Tribes of the Huron-Iroquois Language


THE HURON-IROQUOIS NATIONS.
Iroquois photographed in 1918

At the outset of the sixteenth century, when the five tribes or "nations" of the Iroquois confederacy first became known to European explorers, they were found occupying the valleys and uplands of northern New York, in that picturesque and fruitful region which stretches westward from the head-waters of the Hudson to the Genesee. The Mohawks, or Caniengas—as they should properly be called—possessed the Mohawk River, and covered Lake George and Lake Champlain with their flotillas of large canoes, managed with the boldness and skill which, hereditary in their descendants, make them still the best boatmen of the North American rivers. West of the Caniengas the Oneidas held the small river and lake which bear their name, the first in that series of beautiful lakes, united by interlacing streams, which seemed to prefigure in the features of nature the political constitution of the tribes who possessed them. West of the Oneidas, the imperious Onondagas, the central and, in some respects, the ruling nation of the League, possessed the two lakes of Onondaga and Skeneateles, together with the common outlet of this inland lake system, the Oswego River, to its issue into Lake Ontario. Still proceeding westward, the lines of trail and river led to the long and winding stretch of Lake Cayuga, about which were clustered the towns of the people who gave their name to the lake; and beyond them, over the wide expanse of hills and dales surrounding Lakes Seneca and Canandaigua, were scattered the populous villages of the Senecas, more correctly styled Sonontowanas or Mountaineers. Such were the names and abodes of the allied nations, members of the far-famed Kanonsionni, or League of United Households, who were destined to become for a time the most notable and powerful community among the native tribes of North America. [Footnote: See Appendix, note A, for the origin and meaning of the names commonly given to the Iroquois nations.]
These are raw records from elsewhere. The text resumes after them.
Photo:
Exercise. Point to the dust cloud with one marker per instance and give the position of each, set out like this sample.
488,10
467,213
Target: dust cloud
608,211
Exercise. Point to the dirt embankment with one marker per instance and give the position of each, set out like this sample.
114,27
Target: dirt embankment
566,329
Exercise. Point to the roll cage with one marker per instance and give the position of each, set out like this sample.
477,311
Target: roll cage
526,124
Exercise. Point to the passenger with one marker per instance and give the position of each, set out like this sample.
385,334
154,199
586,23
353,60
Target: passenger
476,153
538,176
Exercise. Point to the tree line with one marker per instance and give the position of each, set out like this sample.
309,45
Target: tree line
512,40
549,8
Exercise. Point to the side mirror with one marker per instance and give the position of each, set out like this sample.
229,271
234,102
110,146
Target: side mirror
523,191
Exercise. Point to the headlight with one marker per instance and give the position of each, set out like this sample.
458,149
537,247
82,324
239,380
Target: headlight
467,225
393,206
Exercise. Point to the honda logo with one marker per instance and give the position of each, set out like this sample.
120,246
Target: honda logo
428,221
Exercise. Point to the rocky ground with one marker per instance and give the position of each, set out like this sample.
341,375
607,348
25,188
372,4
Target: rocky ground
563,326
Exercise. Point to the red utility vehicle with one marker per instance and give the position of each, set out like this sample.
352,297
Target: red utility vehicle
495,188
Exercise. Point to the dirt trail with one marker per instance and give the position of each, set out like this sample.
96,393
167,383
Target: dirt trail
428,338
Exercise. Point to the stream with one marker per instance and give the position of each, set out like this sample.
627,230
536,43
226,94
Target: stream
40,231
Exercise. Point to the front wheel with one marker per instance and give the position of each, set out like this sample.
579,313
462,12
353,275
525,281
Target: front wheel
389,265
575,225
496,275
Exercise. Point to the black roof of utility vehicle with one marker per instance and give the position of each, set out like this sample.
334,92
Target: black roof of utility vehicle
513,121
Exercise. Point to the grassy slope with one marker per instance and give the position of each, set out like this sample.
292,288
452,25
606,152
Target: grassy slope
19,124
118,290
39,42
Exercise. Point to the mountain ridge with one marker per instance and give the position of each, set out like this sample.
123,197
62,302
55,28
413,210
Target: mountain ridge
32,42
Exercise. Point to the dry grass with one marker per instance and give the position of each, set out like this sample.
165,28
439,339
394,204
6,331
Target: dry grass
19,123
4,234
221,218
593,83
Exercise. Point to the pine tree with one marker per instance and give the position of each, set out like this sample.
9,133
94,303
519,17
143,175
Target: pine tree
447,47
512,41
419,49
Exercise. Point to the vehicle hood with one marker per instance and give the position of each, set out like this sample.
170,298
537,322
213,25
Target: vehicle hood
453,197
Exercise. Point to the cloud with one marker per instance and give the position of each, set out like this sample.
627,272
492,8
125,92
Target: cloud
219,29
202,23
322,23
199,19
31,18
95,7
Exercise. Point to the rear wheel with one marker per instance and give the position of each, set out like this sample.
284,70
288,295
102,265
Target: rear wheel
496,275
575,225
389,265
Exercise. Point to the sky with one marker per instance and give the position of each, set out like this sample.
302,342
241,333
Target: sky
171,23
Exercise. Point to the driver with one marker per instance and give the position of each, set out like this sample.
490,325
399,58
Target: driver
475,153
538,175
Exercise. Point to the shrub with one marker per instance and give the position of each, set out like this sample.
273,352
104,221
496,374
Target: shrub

The region which has been described was not, however, the original seat of those nations. They belonged to that linguistic family which is known to ethnologists as the Huron-Iroquois stock. This stock comprised the Hurons or Wyandots, the Attiwandaronks or Neutral Nation, the Iroquois, the Eries, the Andastes or Conestogas, the Tuscaroras, and some smaller bands. The tribes of this family occupied a long, irregular area of inland territory, stretching from Canada to North Carolina. The northern nations were all clustered about the great lakes; the southern bands held the fertile valleys bordering the head-waters of the rivers which flowed from the Allegheny mountains. The languages of all these tribes showed a close affinity. There can be no doubt that their ancestors formed one body, and, indeed, dwelt at one time (as has been well said of the ancestors of the Indo-European populations), under one roof. There was a Huron-Iroquois "family-pair," from which all these tribes were descended. In what part of the world this ancestral household resided is a question which admits of no reply, except from the merest conjecture. But the evidence of language, so far as it has yet been examined, seems to show that the Huron clans were the older members of the group; and the clear and positive traditions of all the surviving tribes, Hurons, Iroquois and Tuscaroras, point to the lower St. Lawrence as the earliest known abode of their stock. [Footnote: See Cusick, History of the Six Nations, p. 16; Colden, Hist, of the Five Nations, p. 23; Morgan, League of the Iroquois, p. 5; J.V.H. Clark, Onondaga, vol. I, p. 34; Peter D. Clarke, Hist. of the Wyandots. p. I.]